Creative analyses can effectively use existing resources in cities where information is scarce. They can add value to the land-use models commonly used to analyze and simulate urban growth by reproducing complex dynamics and adding valuable indicators such as population density. The Random Forest algorithm allowed us to simultaneously work with both continuous and categorical variables. We tested nine explicative variables of population density calculated from two simulated scenarios with different land regulations and transport infrastructure implementations across the study area. Furthermore, when these variables have a geographical component, it boosts the algorithm’s capabilities. The RF algorithm in urban planning is a suitable way to show that many of the past analyses that we deemed incomplete or undoable can be easily complimented. Also, our approach can be replicated anywhere that can build a land-use model and has small-scale population density information.

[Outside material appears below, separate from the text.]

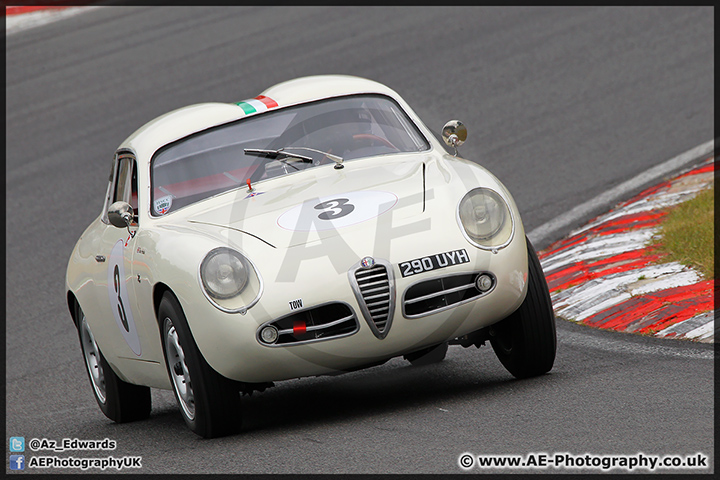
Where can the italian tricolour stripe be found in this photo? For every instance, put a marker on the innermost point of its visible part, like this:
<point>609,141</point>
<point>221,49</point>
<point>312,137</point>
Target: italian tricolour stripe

This research uses a methodology that can complement land-use models with a population density estimation using an RF-based classification and regression, a machine learning method used in classification and prediction. This is the same approach that other models such as WorldPop use (Stevens et al., 2015). The ability of RF models to include both continuous and categorical variables allows the introduction of relationships within variables where OLS and GWR fall short. A similar situation happens with the low randomness of the geographic data distribution where neither OLS nor GWR models work correctly.

This approach allows us to use a widely available dataset, expanding predictive modeling by allowing it to become accessible for planners and decision-makers. Population density is an essential issue in terms of economic efficiency and public infrastructure provisions for essential utilities. We also developed a travel demand model to estimate the produced trips regarding population densities and socioeconomic levels. This analysis could be a good push for the local administrations towards better planning and design of transport systems.

Finally, we are exploring ways to improve this model by acquiring more data or using more advanced algorithms like deep learning or neural networks that may not present the same limitations as the RF model. Besides extrapolating to the adjacent municipalities, we believe that using an advanced algorithm would also allow us to include demographic data like gender or age distribution into the model. This is important for understanding how residential densities can influence travel demand based on location and socioeconomic level, expanding interdisciplinary research on links between population, mobility, and the urban structure.